Portanto, quanto ao interesse histórico filosófico, o omissis, com o auxilio da história
da filosofia, refletir (reflectere) possa significar fazer retroceder, aparecendo como um
exercício de volta e de busca. Ponderar, calcular, raciocinar... são atividades do pensamento
que não se fazem somente prospectivamente, sobretudo retrospectivamente. Assumido como
fonte de estudo e raciocínio, é em torno dele que se deitará toda a atividade reflexiva; cercarse-ão suas causas, suas aparições, seus efeitos, seus motivos... de modo que se estará
exercendo uma atividade que volta aos princípios da cadeia para compreender a totalidade do
problema e suas conseqüências práticas e futuras.
Refletir, portanto para o pesquisador, é uma necessidade, do qual se exime, em parte,
na medida em que se abre para dialogar com aqueles que já pensaram a respeito do problema.

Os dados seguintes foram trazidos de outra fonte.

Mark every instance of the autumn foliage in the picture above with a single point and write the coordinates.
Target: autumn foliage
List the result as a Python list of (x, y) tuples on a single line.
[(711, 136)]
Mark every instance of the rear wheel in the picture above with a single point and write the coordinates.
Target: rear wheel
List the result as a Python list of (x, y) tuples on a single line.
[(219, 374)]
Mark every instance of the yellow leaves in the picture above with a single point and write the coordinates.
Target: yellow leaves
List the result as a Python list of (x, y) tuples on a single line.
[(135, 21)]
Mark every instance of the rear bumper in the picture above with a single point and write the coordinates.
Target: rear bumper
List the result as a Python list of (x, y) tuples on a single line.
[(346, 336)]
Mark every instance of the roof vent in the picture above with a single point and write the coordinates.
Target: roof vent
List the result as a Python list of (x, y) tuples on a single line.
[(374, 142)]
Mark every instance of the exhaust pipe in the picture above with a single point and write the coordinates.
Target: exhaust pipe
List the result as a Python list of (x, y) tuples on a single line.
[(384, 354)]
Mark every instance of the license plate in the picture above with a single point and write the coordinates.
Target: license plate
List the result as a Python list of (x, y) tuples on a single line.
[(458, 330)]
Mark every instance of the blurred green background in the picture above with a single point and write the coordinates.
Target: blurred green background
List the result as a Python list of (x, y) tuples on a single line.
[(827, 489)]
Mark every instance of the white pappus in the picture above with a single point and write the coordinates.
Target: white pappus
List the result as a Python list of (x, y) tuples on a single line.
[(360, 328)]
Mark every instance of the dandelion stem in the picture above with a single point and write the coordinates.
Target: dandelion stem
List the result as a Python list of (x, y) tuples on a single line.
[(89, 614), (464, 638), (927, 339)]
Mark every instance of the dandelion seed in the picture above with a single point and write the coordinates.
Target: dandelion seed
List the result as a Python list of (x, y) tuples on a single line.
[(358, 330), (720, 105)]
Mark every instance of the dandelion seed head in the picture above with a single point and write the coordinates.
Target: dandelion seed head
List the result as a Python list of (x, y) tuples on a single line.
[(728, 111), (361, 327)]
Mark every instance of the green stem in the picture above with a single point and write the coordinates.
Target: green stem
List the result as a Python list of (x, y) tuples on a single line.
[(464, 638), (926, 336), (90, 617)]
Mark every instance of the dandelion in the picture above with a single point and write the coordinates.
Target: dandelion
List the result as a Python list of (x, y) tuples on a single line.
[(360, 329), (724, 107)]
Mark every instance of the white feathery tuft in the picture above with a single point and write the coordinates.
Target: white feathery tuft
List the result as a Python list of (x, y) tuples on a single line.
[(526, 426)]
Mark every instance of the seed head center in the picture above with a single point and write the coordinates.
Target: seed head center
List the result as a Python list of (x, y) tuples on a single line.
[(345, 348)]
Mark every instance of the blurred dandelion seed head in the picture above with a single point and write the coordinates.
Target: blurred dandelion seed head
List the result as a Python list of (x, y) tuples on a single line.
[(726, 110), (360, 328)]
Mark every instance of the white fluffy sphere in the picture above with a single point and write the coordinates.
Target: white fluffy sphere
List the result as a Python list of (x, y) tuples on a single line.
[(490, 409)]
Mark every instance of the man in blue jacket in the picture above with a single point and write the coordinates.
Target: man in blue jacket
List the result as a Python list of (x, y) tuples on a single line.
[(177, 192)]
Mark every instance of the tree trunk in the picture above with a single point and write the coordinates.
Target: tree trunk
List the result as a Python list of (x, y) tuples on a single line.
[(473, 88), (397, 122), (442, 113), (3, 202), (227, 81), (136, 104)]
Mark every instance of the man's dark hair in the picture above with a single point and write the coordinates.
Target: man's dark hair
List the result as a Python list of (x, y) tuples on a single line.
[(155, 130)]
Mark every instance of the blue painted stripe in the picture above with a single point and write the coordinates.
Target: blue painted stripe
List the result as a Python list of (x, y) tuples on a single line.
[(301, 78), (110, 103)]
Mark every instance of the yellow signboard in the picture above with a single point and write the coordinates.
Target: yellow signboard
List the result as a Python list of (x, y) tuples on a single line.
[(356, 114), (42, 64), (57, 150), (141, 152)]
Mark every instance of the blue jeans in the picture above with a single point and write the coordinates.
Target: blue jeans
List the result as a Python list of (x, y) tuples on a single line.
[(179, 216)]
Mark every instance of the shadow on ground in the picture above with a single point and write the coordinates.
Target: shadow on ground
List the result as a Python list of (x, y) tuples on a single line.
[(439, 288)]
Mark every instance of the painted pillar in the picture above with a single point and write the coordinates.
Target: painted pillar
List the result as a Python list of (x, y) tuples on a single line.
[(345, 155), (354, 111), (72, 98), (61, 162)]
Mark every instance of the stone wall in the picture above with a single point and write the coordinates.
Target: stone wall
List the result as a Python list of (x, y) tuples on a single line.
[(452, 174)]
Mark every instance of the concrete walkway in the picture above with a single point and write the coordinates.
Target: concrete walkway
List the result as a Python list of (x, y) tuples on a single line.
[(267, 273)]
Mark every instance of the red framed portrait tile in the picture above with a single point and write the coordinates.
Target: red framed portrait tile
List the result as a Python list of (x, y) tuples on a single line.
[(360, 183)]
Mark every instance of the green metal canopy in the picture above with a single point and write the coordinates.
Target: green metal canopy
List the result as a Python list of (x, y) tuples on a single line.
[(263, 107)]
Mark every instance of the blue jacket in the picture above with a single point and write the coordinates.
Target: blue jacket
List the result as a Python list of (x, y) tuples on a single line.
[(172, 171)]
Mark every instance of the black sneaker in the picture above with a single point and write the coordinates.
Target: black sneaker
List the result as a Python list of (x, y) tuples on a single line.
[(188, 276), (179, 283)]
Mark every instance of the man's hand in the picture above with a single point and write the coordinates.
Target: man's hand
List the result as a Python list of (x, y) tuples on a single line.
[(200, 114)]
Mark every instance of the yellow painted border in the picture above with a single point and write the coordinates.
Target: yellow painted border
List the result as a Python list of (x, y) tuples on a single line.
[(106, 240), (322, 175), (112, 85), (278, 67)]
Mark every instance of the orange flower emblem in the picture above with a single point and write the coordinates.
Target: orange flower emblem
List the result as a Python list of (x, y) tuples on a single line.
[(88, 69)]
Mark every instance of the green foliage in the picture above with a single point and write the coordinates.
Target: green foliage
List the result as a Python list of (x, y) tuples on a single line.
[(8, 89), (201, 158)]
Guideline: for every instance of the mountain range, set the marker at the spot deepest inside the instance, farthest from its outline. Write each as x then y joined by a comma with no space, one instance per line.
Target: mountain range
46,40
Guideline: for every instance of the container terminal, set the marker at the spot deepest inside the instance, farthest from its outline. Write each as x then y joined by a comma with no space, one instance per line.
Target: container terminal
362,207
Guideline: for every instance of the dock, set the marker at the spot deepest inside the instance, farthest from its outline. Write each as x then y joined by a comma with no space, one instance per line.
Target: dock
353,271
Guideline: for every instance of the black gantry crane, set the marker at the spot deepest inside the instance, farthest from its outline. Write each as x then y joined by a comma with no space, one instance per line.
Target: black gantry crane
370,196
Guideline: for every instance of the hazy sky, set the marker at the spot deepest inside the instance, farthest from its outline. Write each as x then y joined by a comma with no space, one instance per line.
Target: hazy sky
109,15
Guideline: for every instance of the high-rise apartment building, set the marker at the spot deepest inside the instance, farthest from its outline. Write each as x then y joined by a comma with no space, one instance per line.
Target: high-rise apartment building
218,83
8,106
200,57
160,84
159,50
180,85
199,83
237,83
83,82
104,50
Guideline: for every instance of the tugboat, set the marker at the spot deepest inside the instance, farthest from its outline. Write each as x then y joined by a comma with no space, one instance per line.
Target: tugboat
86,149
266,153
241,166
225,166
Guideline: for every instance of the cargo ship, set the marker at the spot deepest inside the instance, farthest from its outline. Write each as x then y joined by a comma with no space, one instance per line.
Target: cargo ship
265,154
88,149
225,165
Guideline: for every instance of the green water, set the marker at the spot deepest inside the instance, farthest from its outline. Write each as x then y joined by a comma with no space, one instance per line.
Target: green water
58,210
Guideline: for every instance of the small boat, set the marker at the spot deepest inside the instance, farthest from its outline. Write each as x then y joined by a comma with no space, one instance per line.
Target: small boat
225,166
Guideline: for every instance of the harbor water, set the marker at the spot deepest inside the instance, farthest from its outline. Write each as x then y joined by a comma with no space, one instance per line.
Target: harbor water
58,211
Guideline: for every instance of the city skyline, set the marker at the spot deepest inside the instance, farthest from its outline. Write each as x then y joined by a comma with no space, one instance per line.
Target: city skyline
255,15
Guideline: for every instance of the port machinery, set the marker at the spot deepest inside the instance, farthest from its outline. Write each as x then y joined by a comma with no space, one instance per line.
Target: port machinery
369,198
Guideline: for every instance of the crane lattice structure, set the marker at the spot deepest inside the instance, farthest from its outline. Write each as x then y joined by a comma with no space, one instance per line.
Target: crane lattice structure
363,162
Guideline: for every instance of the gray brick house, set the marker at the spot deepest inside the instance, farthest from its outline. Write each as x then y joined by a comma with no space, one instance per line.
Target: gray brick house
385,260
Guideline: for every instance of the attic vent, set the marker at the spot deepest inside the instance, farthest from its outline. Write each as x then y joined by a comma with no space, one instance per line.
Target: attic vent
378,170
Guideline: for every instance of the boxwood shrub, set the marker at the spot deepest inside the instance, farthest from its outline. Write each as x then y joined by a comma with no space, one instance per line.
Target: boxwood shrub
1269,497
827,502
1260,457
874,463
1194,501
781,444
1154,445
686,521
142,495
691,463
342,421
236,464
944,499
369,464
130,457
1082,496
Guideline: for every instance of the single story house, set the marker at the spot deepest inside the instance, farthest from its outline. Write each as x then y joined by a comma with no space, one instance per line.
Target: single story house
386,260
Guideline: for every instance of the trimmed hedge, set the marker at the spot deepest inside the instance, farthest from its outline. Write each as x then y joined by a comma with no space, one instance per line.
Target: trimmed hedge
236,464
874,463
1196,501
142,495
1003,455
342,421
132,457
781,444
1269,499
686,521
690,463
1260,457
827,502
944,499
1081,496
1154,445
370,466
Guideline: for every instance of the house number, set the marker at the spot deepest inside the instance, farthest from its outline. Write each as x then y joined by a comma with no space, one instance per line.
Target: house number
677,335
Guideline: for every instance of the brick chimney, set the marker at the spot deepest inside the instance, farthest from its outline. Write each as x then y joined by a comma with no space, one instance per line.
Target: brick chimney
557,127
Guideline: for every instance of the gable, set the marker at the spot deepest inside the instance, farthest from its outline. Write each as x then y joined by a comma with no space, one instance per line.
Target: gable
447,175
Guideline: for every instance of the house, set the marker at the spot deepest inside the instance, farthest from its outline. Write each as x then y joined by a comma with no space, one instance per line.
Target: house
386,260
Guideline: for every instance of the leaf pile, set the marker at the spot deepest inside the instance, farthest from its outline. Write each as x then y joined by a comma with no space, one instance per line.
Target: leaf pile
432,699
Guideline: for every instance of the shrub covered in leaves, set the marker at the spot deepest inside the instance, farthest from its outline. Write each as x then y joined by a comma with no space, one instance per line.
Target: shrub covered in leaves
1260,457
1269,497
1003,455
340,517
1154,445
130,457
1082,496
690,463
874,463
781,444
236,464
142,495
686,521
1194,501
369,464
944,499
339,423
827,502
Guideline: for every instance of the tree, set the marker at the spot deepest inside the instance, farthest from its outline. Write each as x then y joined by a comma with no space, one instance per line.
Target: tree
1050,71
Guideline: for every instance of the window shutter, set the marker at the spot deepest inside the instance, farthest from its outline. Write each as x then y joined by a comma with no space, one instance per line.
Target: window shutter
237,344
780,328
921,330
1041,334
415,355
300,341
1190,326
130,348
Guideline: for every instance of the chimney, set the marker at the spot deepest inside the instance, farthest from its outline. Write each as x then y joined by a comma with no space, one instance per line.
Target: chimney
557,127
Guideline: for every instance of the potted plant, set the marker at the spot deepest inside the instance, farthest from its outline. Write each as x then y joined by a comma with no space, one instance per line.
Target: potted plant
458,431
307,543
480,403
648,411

Ter esses pontos de apoio pode representar, para o pesquisador da ética, ter resultados maiores
ou menores da quais possa discutir com maior embasamento a temática eleita como fulcro de
investigação, nas quais não devem obscurecer o projeto de se tratar por meio de um aperçu as
principais idéias a respeito da ética.
Para um conhecimento da totalidade da dimensão histórica, tem analisados os
pensamentos, movimentos, tendências, autores, escolas, um conjunto de contribuições, com
suas peculiaridades e suas ideologias, levando em questão e posterior aprofundamento de
várias discussões como:
Sócrates, Platão, Aristóteles, Epicuro de Samos, Lúcio Aneu Sêneca, Cristianismo,
Baruch Espinoza, David Hume, Jeremy Bentham, Emmanuel Kant, George Edwaard Moore e
John Ralws, mas vamos falar de Sócrates, que interagiu com a escola sofistica de sua época,
conduz a discussão ética para a dimensão da sabedoria, cuidando de acentuar a preocupação
da ética com a formação e a educação para a morte.
Sócrates: ética, educação, virtude e obediência
A filosofia socrática e o testemunho ético.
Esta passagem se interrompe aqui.